La consommation de viande rouge et de viande transformée est associée à une hausse de la mortalité de toutes causes et de la mortalité causée par des maladies cardiovasculaires, le diabète, des maladies respiratoires, du foie et des reins et certains cancers (voir « Les risques potentiels pour la santé de la consommation des viandes rouges »). Au contraire, la consommation de viande blanche et de poissons a été associée à une diminution du risque de mort prématurée. Un autre aspect préoccupant avec la production de viandes rouges est qu’elle est nuisible à l’environnement planétaire, un sujet que nous avons abordé précédemment (voir « Manger moins de viande pour préserver la planète »).

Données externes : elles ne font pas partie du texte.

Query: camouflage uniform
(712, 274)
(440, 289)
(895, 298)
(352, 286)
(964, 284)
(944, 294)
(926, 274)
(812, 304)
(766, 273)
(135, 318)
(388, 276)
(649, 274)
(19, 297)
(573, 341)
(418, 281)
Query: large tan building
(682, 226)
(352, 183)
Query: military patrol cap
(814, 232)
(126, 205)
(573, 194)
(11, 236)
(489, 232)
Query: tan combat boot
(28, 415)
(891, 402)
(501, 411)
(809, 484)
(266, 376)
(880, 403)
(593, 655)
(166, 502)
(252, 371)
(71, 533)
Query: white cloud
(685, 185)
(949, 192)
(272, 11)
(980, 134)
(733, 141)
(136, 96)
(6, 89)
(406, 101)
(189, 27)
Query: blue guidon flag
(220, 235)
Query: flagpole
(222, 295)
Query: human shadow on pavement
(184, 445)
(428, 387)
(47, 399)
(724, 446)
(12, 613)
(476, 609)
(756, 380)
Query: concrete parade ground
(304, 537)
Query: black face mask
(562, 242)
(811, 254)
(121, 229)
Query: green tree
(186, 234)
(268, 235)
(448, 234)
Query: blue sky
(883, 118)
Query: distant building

Autrefois, dans les sociétés agraires traditionnelles européennes, la viande était consommée une fois ou moins d’une fois par semaine et la consommation annuelle de viande dépassait rarement 5 à 10 kg par personne. Dans certains pays riches, la consommation de viandes atteint aujourd’hui 110-120 kg par personne par année, soit >10 fois plus que dans les sociétés agraires traditionnelles. L’élevage de bétail occupe plus de 30 % de la surface des terres à l’échelle mondiale et plus de 33 % des terres arables sont utilisées pour produire de la nourriture pour le bétail. La consommation mondiale de viande rouge est en forte hausse, particulièrement dans les pays en voie de développement. Cela a des conséquences néfastes pour l’environnement et représente une situation insoutenable selon plusieurs experts.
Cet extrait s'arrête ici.